The Legislative Landscape for Cryptocurrencies in Kuwait Prior to 2024

As of 2022, Kuwait had a distinctive stance on cryptocurrencies that was primarily characterized by prohibitive measures. The country’s financial authorities, including the Ministry of Finance and the Central Bank of Kuwait (CBK), had established a firm stance against the recognition and use of cryptocurrencies in official commercial transactions. The CBK, in particular, prohibited the banking sector and companies under its jurisdiction from trading in cryptocurrencies. This prohibition extended to the acceptance of cryptocurrencies in e-payment transactions and acting as mediators in cryptocurrency transactions​​.

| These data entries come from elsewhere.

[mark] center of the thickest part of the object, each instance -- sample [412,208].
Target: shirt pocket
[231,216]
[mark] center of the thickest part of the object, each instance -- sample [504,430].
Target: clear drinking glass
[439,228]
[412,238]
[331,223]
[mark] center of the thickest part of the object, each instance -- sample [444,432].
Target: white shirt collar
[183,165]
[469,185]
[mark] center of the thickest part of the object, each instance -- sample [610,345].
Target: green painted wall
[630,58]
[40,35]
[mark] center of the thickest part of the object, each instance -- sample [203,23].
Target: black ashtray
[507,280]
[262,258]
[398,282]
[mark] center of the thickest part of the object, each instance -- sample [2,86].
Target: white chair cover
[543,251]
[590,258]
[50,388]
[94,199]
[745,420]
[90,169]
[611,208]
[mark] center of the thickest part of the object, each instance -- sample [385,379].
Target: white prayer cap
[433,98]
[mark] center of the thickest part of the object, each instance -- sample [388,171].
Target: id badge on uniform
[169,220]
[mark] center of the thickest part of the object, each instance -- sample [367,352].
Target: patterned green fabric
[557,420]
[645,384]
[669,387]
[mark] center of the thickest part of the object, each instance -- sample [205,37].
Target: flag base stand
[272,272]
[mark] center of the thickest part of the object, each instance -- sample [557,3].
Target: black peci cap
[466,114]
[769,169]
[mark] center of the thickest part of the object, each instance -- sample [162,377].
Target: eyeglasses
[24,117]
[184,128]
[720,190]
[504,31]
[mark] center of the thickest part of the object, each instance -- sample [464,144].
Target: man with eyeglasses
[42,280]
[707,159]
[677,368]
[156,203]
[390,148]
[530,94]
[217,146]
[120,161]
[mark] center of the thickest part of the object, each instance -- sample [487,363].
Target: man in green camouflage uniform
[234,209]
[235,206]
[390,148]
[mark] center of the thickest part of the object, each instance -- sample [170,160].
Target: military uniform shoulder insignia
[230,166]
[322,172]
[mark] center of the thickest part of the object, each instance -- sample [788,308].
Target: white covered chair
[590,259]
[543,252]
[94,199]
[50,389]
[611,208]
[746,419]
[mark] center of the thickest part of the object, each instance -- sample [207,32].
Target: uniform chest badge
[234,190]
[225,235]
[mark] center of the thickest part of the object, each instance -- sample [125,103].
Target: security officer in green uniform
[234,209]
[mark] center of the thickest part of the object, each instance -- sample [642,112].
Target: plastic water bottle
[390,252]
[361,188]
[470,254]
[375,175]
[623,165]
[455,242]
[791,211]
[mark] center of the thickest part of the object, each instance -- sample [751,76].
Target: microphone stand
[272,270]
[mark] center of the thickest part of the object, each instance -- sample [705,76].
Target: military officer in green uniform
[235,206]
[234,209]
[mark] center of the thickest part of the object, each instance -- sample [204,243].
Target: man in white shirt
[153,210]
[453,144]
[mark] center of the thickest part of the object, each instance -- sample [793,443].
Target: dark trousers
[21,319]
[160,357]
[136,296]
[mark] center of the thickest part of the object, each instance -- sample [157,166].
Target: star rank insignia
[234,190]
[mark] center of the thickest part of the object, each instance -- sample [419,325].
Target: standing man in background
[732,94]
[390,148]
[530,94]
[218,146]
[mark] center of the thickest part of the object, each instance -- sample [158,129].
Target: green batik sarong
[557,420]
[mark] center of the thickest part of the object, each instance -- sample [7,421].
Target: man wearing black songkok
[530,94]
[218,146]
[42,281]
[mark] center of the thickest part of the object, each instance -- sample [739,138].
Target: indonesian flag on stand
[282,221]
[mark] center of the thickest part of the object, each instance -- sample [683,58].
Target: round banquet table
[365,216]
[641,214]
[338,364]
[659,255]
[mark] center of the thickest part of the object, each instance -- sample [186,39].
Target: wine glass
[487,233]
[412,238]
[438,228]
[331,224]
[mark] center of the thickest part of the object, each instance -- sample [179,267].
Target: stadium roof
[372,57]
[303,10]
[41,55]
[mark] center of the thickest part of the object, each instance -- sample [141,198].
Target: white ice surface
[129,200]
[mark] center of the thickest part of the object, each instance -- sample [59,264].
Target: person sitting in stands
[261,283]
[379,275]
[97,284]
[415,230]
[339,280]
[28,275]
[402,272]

In a significant development, the Capital Markets Authority (CMA) of Kuwait introduced a comprehensive ban on cryptocurrency usage. This move was aimed at combating money laundering and financial risks, and it placed an “absolute prohibition” on the use of digital currencies for payments or investments within the country. The CMA’s regulations categorized all virtual assets, including cryptocurrencies, as illegal for transactions. Furthermore, this ban extended to digital asset mining, rendering such activities strictly prohibited in Kuwait. The circular issued by the CMA, in collaboration with other regulatory bodies, emphasized that cryptocurrencies were not recognized as decentralized currencies. The CMA’s actions aligned with Recommendation No. 15 issued by the Financial Action Task Force (FATF), underscoring Kuwait’s commitment to combating money laundering and terrorism financing. However, securities regulated by the CBK and other financial instruments regulated by the CMA were excluded from this prohibition​​​​.

In contrast to its strict stance on cryptocurrencies, the CBK announced in January 2018 its intention to create infrastructure for a local digital currency, distinct from virtual currencies. This digital currency was to be part of the e-payments landscape and was expected to possess characteristics akin to paper money, such as an issuance number. The CBK highlighted that this local digital currency would be government-monitored and could be exchanged with other currencies as well as used to pay for goods and services​​.

Overall, Kuwait’s legislative approach to cryptocurrencies prior to 2024 was marked by stringent regulations and prohibitions, particularly aimed at preventing the use of cryptocurrencies in financial transactions and mining activities. At the same time, the country showed interest in exploring the potential of a state-backed digital currency, indicating a nuanced approach towards digital financial technologies.